Qui étaient les gardes-barrière ?
Le métier était exercé par des hommes ou par des femmes, à égalité de nombre; la femme, souvent épouse de cheminot, travaillait 14h par jour et n’était relayée par son mari que le soir et la nuit. En France, on choisissait souvent les invalides de guerre. Après 1914, les femmes et les enfants ne peuvent plus travailler entre 22h et 6h du matin et après la loi des 8h de travail, la garde-barrière est remplacée par une suppléante, qui s’installe dans la loge. Le métier de garde-barrière était à haute responsabilité car il fallait interdire aux usagers de la route et aux piétons de traverser le passage à niveau à l’approche d’un train. Ceci par tous les temps et parfois sous les injures des mécontents, surtout lorsque le train avait du retard! Il arrivait au responsable du passage à niveau, de sauver la vie d’imprudents ou de suicidaires, parfois au péril de leur propre vie. Il ne pouvait se permettre la moindre erreur ni un moment d’inattention.

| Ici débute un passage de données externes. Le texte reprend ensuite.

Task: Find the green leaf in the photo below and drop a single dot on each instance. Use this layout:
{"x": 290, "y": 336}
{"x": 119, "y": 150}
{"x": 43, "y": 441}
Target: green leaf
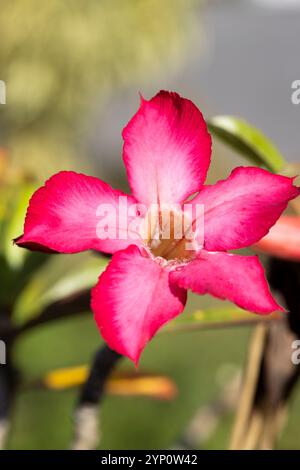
{"x": 248, "y": 141}
{"x": 60, "y": 278}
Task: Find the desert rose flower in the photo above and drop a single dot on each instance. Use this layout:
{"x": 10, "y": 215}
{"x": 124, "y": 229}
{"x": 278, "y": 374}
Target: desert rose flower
{"x": 166, "y": 152}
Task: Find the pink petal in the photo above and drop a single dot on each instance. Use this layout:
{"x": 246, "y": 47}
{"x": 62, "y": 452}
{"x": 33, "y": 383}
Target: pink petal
{"x": 132, "y": 300}
{"x": 283, "y": 240}
{"x": 166, "y": 149}
{"x": 62, "y": 216}
{"x": 239, "y": 279}
{"x": 240, "y": 210}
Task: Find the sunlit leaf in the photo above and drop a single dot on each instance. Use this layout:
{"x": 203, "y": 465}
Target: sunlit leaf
{"x": 248, "y": 141}
{"x": 137, "y": 384}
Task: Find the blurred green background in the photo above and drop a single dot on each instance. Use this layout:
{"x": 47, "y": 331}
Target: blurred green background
{"x": 73, "y": 71}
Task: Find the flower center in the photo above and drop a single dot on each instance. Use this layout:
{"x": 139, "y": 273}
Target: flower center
{"x": 166, "y": 232}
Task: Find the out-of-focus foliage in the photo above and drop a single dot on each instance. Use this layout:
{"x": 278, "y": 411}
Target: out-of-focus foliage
{"x": 57, "y": 56}
{"x": 248, "y": 141}
{"x": 31, "y": 281}
{"x": 124, "y": 384}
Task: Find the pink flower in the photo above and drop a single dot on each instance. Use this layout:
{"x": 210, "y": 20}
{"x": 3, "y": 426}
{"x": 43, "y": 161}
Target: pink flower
{"x": 167, "y": 152}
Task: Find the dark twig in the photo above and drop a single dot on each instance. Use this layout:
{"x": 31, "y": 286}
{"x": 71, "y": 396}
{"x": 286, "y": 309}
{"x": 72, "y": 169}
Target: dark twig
{"x": 277, "y": 375}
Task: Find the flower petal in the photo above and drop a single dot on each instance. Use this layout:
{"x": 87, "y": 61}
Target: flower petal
{"x": 239, "y": 279}
{"x": 283, "y": 240}
{"x": 240, "y": 210}
{"x": 132, "y": 300}
{"x": 64, "y": 216}
{"x": 166, "y": 149}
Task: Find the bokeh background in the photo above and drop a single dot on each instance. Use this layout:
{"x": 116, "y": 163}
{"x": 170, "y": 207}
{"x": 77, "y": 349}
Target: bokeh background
{"x": 73, "y": 71}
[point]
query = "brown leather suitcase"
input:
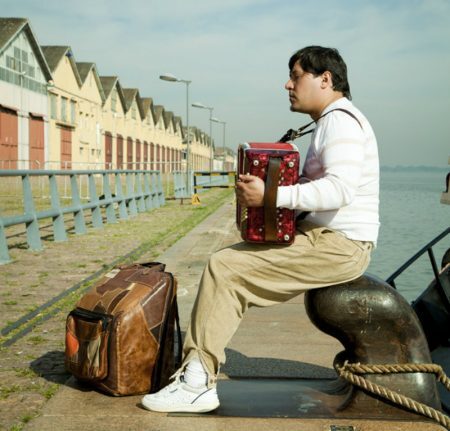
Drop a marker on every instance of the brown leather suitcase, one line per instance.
(120, 338)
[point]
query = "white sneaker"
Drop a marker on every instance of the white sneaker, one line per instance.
(180, 397)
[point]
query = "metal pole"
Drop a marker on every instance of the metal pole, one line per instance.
(224, 146)
(188, 152)
(211, 162)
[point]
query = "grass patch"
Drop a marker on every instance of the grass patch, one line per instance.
(36, 339)
(49, 391)
(6, 391)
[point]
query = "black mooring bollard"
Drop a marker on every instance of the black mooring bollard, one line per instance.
(376, 325)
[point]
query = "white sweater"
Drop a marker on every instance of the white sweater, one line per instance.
(340, 178)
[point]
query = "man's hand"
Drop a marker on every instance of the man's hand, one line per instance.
(250, 191)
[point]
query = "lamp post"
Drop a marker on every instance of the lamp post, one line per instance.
(216, 120)
(210, 108)
(170, 78)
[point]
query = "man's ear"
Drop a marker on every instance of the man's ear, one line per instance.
(327, 80)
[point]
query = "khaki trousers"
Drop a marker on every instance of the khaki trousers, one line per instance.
(246, 275)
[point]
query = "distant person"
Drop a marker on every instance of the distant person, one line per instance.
(338, 192)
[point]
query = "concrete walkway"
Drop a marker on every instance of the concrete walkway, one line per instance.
(276, 345)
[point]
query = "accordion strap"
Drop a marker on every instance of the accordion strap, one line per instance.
(270, 199)
(292, 134)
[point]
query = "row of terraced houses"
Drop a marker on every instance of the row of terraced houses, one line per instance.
(57, 113)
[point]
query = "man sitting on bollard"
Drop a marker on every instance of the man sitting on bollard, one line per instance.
(338, 192)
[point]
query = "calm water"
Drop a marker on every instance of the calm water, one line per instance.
(411, 216)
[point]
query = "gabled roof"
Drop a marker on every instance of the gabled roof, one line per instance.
(54, 54)
(157, 112)
(83, 69)
(10, 28)
(132, 94)
(168, 118)
(178, 124)
(147, 107)
(110, 82)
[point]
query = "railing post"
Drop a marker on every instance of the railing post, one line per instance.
(140, 195)
(80, 225)
(110, 213)
(4, 255)
(93, 197)
(59, 230)
(123, 214)
(33, 236)
(155, 197)
(130, 194)
(160, 191)
(147, 191)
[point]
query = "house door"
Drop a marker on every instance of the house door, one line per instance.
(9, 153)
(108, 150)
(66, 147)
(36, 139)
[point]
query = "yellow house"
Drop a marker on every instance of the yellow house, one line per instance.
(114, 109)
(134, 116)
(24, 74)
(148, 127)
(89, 154)
(200, 149)
(63, 97)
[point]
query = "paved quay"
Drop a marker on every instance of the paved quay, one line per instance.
(275, 345)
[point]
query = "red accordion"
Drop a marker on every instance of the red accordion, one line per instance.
(278, 165)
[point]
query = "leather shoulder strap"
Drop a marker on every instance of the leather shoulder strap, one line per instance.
(291, 134)
(270, 199)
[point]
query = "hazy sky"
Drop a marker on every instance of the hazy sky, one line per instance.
(236, 53)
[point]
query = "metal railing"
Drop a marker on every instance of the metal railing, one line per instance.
(215, 179)
(141, 191)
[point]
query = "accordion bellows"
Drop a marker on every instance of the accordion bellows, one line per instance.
(277, 164)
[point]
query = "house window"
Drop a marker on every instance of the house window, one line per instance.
(53, 101)
(63, 108)
(114, 100)
(72, 111)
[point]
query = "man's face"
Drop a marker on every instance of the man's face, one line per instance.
(303, 90)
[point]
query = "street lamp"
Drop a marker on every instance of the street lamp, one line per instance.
(171, 78)
(216, 120)
(210, 108)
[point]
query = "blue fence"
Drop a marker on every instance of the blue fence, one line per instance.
(217, 179)
(133, 191)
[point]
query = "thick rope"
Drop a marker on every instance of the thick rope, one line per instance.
(348, 372)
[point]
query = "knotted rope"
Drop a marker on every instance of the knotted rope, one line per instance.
(349, 372)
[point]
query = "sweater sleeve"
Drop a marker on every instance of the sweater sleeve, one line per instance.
(339, 152)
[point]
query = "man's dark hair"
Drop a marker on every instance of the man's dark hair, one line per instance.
(317, 60)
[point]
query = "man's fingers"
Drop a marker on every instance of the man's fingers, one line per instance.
(246, 178)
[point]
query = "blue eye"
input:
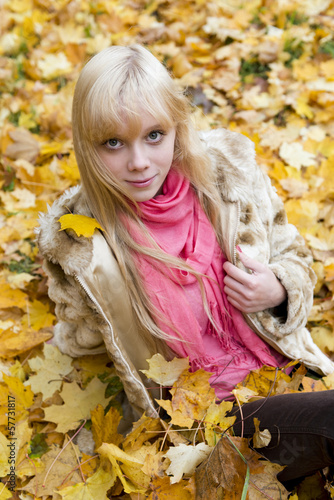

Le règlement était d’ailleurs

explicite à ce sujet : le garde-barrière devait être constamment sur le qui-vive, réagir avec détermination au moindre ennui, ne pas quitter sa loge… Des sanctions étaient prévues en cas de manquements : la révocation pure et simple en cas d’absence au travail, d’assoupissement ou d’oubli de fermer les barrières. Une retenue sur salaire punissait une arrivée tardive à son poste ou toute distraction par un tiers par exemple.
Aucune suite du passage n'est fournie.